Adam Lawrence, Property entrepreneur and co-founder of Partners in Property, comments

They said “The most anticipated budget in many years”. Notable for a number of reasons of course. The first by a Labour Chancellor for 14.5 years. The first ever by a woman (I’m assuming we can agree the definition there, of course). This isn’t going to be a politicised summary however - I want to stick with my level-headed assessment in order to deliver something fair and accurate.

We kicked off with the usual, arguably mandatory, political approach of blaming the other side after they’d had a long time in power.

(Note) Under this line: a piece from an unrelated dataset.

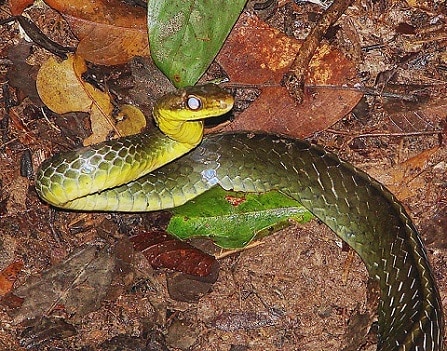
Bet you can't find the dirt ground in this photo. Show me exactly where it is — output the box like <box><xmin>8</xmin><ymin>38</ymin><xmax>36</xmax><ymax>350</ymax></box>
<box><xmin>0</xmin><ymin>0</ymin><xmax>447</xmax><ymax>351</ymax></box>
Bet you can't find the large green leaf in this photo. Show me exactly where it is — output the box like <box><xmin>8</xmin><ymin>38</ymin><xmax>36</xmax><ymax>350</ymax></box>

We’ve heard enough of it by now, and most are sick of the “black hole” chat.

Hopefully, we’ve had it now, and the new Government can get on with fixing the problems that were obvious to those in the electorate who did turn out to vote and handed the Conservatives their biggest beating in a long time.

Big taxes raised - £40bn. Coming “not from the pockets of working people” - that would be disingenuous. Employers’ national insurance up £25bn - although nearly £5bn of that from the public purse anyway, and corporation tax relief on the other £20bn rounded to around £16bn net receipts from that raid. These costs must come from somewhere - I did the maths and at the national minimum wage, including the movement of the thresholds at which employers start to pay national insurance, the cost of a 20+ hour national minimum wage employee will be up 10.75% next year.

Those employees will see 4.8% of that, as basic rate taxpayers. That’s some slippage, right there, and to say it will all come out of the pockets of businesses would be wrong. Business owners, employees, and customers will split those costs between themselves. Some of those customers will have no pay rise at all, or 1-2%, as employers look at the total cost of an employee rather than their take home pay.